I stared at her. “And if I do not wish to be knocked out? I was feeling better today.”
“And yet your color is still off, your eyes are yellowed, and you had a hallucination this morning in front of the queen—No, do not deny it,” Dalila warned when I opened my mouth to protest. “I was there. And trust that Lab didn’t buy your ‘sun is in my eyes’ excuse either.”
On that last point, I couldn’t argue. Lab’s entire demeanor had changed after my slip this morning and not for the better. “They are not hallucinations,” I claimed instead. “They are visions.”

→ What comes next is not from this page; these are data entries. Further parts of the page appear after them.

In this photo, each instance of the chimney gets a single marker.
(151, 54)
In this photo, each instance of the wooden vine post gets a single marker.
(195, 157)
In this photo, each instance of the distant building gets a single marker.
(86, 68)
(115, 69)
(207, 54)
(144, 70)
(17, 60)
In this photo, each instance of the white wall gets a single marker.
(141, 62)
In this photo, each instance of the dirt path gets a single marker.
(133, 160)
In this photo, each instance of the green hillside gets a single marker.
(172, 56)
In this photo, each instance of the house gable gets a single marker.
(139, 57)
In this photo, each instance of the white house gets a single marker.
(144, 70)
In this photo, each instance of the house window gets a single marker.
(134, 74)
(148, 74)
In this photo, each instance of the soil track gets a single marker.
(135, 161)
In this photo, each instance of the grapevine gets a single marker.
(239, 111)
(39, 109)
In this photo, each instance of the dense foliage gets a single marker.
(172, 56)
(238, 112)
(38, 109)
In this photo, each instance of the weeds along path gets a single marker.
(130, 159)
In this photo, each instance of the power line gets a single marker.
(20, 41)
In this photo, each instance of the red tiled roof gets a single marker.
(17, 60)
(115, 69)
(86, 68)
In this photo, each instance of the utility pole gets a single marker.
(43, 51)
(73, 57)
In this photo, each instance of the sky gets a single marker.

“Sure, they are,” Dalila replied, not bothering to mask the disbelief in her voice. “Take the tonic, Amina. Think of it as enabling you to brawl better should our situation come to that.”

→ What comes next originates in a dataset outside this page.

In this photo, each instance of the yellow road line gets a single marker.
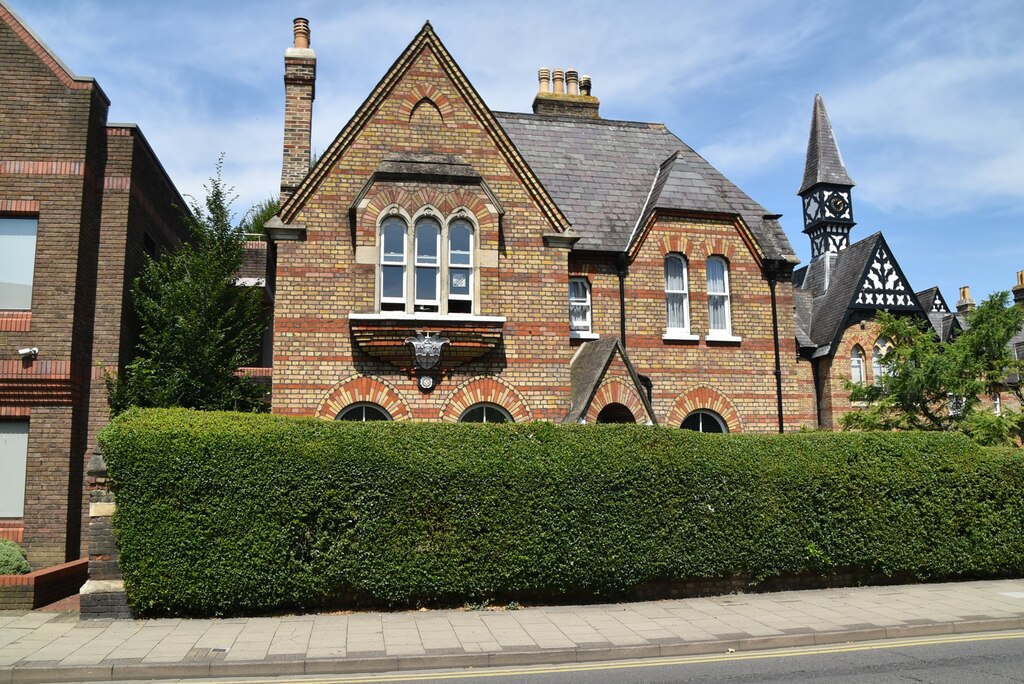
(647, 663)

By God, maybe Dalila would have made a good doctor, ordering everyone around. “Can it wait until I’m finished?”
“With your map of bread?”
“With my map to a temple workshop where apparently all of Khatti Ugal’s textiles are crafted.
I learned much from Orinth today. No one spins or weaves their own garments here.
Everything is made in the palace and they are considered sacred gifts.
” Not missing the flicker of interest in Dalila’s expression, I continued. “Don’t pretend that isn’t suspicious.”
She paused but conceded. “It’s strange, yes. Do you think they’re using the spindle to spin wool rather than fates?”
“We won’t know unless we find this workshop. So help me and it will go faster. You’ve seen more of the palace, no?”
Dalila sighed but sat down, studying my construction. “I’ve not seen much beyond the healing gardens, apothecary, and a few banquet rooms. And the queen’s chamber, I suppose. But that was only briefly.”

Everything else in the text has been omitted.